C’est tardivement que la notion de beauté est devenue un concept pour le christianisme. Empruntés à la philosophie antique, les transcendentaux, c’est-à-dire les propriétés les plus universelles qui transcendent toutes les divisions de l’être, inventoriés par les théologiens médiévaux sont, en plus de l’être (ens) : la chose (res), l’un (unum), le vrai (verum), le bon (bonum). L’être et l’un renvoient au monde – et les deux facultés de l’âme, l’intelligence et la volonté saisissent le monde, respectivement, selon le vrai et le bien. Il n’y a pas de place pour le beau : les plaisirs contemplatifs sont réduits à la contemplation certaine du vrai ; les représentations artistiques sont destinées à soutenir la piété ou perpétuer la mémoire, il y a une « histoire de l’art avant l’époque de l’art » (1). La sculpture et la peinture faisaient partie des arts serviles, et la musique appartenait aux arts libéraux, où elle voisinait avec l’arithmétique et la logique.

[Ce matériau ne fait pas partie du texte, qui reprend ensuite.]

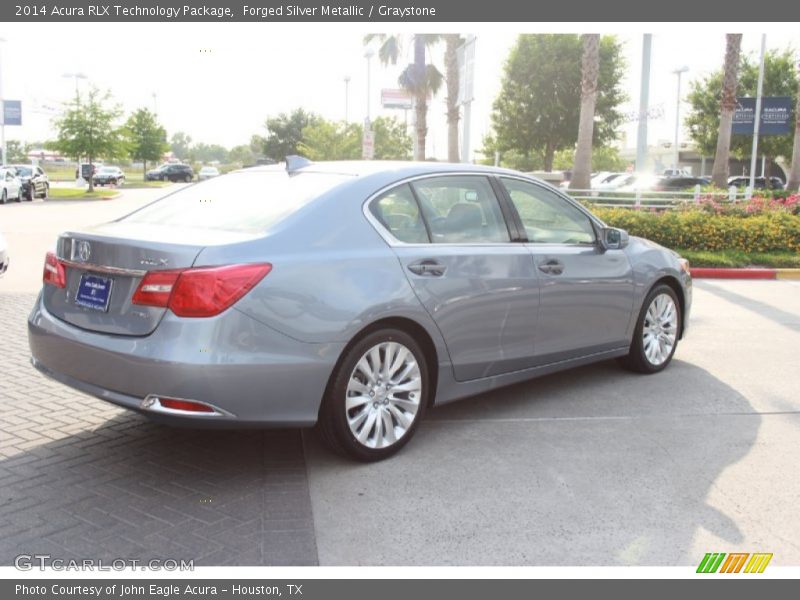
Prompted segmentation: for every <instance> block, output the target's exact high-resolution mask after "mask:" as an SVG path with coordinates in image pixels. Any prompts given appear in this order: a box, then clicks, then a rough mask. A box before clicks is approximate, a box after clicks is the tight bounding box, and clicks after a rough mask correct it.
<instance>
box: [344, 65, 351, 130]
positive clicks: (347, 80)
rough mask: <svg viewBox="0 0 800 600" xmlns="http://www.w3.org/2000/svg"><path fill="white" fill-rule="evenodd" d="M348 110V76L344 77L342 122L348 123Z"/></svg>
mask: <svg viewBox="0 0 800 600" xmlns="http://www.w3.org/2000/svg"><path fill="white" fill-rule="evenodd" d="M349 109H350V75H345V76H344V122H345V123H348V122H349V121H350V119H349V118H348V116H349Z"/></svg>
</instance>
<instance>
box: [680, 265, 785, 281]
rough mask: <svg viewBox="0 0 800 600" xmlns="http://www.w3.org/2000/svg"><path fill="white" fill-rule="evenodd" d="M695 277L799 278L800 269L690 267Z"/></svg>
mask: <svg viewBox="0 0 800 600" xmlns="http://www.w3.org/2000/svg"><path fill="white" fill-rule="evenodd" d="M691 273H692V277H693V278H695V279H773V280H774V279H790V280H800V269H758V268H749V269H730V268H716V267H692V268H691Z"/></svg>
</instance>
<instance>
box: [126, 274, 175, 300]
mask: <svg viewBox="0 0 800 600" xmlns="http://www.w3.org/2000/svg"><path fill="white" fill-rule="evenodd" d="M183 271H184V269H176V270H169V271H150V272H149V273H147V275H145V276H144V279H142V282H141V283H140V284H139V287H137V288H136V291H135V292H134V293H133V298H132V299H131V302H133V303H134V304H143V305H145V306H160V307H163V308H166V307H167V306H169V297H170V296H171V295H172V288H173V287H174V286H175V282H176V281H178V277H180V274H181V273H183Z"/></svg>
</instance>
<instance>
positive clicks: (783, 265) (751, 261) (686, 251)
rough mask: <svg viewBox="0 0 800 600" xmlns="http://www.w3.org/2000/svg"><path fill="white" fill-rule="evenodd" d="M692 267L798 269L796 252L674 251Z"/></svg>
mask: <svg viewBox="0 0 800 600" xmlns="http://www.w3.org/2000/svg"><path fill="white" fill-rule="evenodd" d="M675 251H676V252H677V253H678V254H680V255H681V256H682V257H684V258H685V259H687V260H688V261H689V264H691V265H692V266H693V267H728V268H743V267H768V268H773V269H797V268H800V254H798V253H796V252H740V251H738V250H718V251H715V252H711V251H708V250H678V249H676V250H675Z"/></svg>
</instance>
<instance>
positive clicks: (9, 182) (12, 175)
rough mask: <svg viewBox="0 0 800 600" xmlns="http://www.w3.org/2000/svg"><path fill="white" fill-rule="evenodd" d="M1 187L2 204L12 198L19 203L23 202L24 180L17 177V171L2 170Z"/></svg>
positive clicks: (1, 196) (13, 169)
mask: <svg viewBox="0 0 800 600" xmlns="http://www.w3.org/2000/svg"><path fill="white" fill-rule="evenodd" d="M0 186H2V191H0V204H5V203H6V202H8V201H9V200H11V199H12V198H13V199H14V200H16V201H17V202H21V201H22V180H21V179H20V178H19V177H17V172H16V169H0Z"/></svg>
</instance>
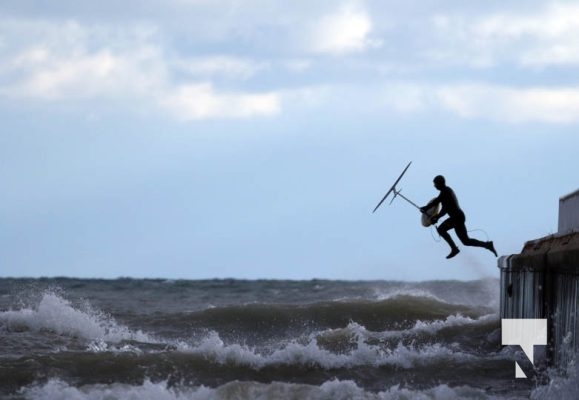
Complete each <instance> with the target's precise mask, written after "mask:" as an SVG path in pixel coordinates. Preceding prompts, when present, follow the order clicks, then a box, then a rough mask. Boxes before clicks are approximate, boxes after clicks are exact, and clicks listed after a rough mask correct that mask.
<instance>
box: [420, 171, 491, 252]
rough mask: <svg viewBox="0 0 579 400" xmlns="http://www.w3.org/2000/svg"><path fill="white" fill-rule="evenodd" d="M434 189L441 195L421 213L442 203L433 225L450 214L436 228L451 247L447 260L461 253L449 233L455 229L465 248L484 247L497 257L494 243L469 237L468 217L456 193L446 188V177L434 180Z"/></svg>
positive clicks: (458, 237)
mask: <svg viewBox="0 0 579 400" xmlns="http://www.w3.org/2000/svg"><path fill="white" fill-rule="evenodd" d="M434 187H435V188H436V189H438V190H439V191H440V194H439V195H438V197H437V198H435V199H433V200H431V201H430V202H429V203H428V204H427V205H425V206H424V207H421V208H420V211H422V212H425V211H426V210H427V209H429V208H430V207H432V206H434V205H436V204H439V203H440V204H441V205H442V209H441V210H440V213H439V214H438V215H437V216H435V217H432V218H431V221H432V223H433V224H435V223H436V222H437V221H438V219H439V218H440V217H442V216H444V215H446V214H448V218H447V219H446V220H445V221H444V222H443V223H442V224H440V226H439V227H437V228H436V230H437V231H438V233H439V234H440V236H441V237H442V238H443V239H444V240H446V242H447V243H448V244H449V246H450V254H449V255H448V256H446V258H452V257H454V256H456V255H457V254H458V253H459V252H460V250H459V249H458V247H456V244H454V241H453V240H452V238H451V237H450V234H449V233H448V231H449V230H451V229H454V231H455V232H456V236H458V238H459V239H460V241H461V242H462V243H463V244H464V245H465V246H474V247H483V248H485V249H487V250H488V251H491V252H492V253H493V254H494V255H495V257H496V256H497V252H496V251H495V246H494V244H493V242H492V241H490V242H481V241H480V240H476V239H472V238H469V237H468V233H467V231H466V225H465V224H464V223H465V220H466V217H465V216H464V212H462V210H461V209H460V206H459V205H458V200H457V199H456V195H455V194H454V191H453V190H452V189H451V188H449V187H448V186H446V181H445V179H444V176H442V175H438V176H437V177H435V178H434Z"/></svg>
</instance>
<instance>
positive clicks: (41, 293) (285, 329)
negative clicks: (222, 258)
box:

Le mot « esthétique » mit du temps à passer du latin (et l’allemand) au français : ce ne fut qu’en 1835 que le Dictionnaire de l’Académie l’admit comme « la Science qui a pour objet de rechercher et de déterminer les caractères du beau dans les productions de la nature ou de l’art ». Entre la première édition (1818) Du vrai, du beau, du bien et sa réédition de 1853, Victor Cousin corrige la vive originalité de sa pensée et réintroduit Dieu comme principe de la beauté, « auteur du monde physique et père du monde intellectuel et du monde moral ».
Mais il appartient au théologien suisse Hans Urs von Balthasar d’avoir entrepris « une esthétique théologique » : la vérité inaccessible de Dieu est révélée par l’unique « figure » du Christ. La manifestation du Fils modifie l’économie du visible. Il ne s’agit plus de représenter les dieux du paganisme : tout l’art chrétien est à la croisée du visible et de l’invisible. Le paradoxe de l’Incarnation conduit au paradoxe de la Crucifixion : la gloire (doxa) se manifeste dans l’abaissement et la mort.
Comme dit saint Irénée (IV, 20, 7), le Fils, le Verbe divin a sauvegardé « l’invisibilité du Père pour que l’homme n’en vînt pas à mépriser Dieu et qu’il eût toujours vers quoi progresser, et en même temps, [il rendit] Dieu visible aux hommes par de multiples ‘économies’ de peur que, privé totalement de Dieu,l’homme ne perdît jusqu’à l’existence. Car la gloire de Dieu, c’est l’homme vivant, et la vie de l’homme, c’est la vision de Dieu » ; d’où la célèbre affirmation : « le Fils est le révélateur du Père ».
Le christianisme dans l’art va donc manifester l’invisible ; cette manifestation peut prendre les formes les plus diverses, car s’il n’y a qu’une seule “figure” du Père, qui est le Fils, ce que nous voyons (to blepómenon) n’est pas fait de “phénomènes” (phainómena, les choses visibles), mais tout a été formé par la Parole de Dieu (Hébreux 11, 3 : dans la Vulgate, les choses du monde (saecula) ont été formées ut ex invisibilibus visibilia fierent).
C’est ce qu’avait compris, par un sens profond de la foi, le plus “catholique” des peintres, Cézanne (avec Poussin, qu’il tenait pour son maître), en assumant le paysage, ou une simple pomme, comme image du Créateur. Écrivant à Émile Bernard (12 mai 1904), Cézanne disait : « Le Louvre est un bon livre à consulter, mais ce ne doit être encore qu’un intermédiaire. L’étude réelle et prodigieuse à entreprendre c’est la diversité du tableau de la nature ».
Les « images sacrées » multipliées en Occident sont inadéquates : en tout cas, elles n’ont pas le monopole du « sacré ». Toute manifestation « artistique » (en littérature et en musique comme dans les arts plastiques) peut renvoyer au-delà du figuratif au Dieu « qui se cache ». C’est en ce sens qu’il n’y a pas d’opposition entre figuratif et non-figuratif. Pour citer encore Cézanne, « le dessin et la couleur ne sont point distincts, tout dans la nature étant coloré » (2).
- Hans Belting, Bild und Kult, eine Geschichte des Bildes vor dem Zeitalter der Kunst, Munich, 1990 ; tr. fr. Image et Culte. Une Histoire de l’art avant l’époque de l’art, Paris, Éd. du Cerf, 1998.
- « Aphorismes » XXV, Conversations avec Cézanne, Macula, Paris, 1978, p. 16. Voir Guila Balas, La Couleur dans la peinture moderne : théorie et pratique, Adam Biro, Paris 1996.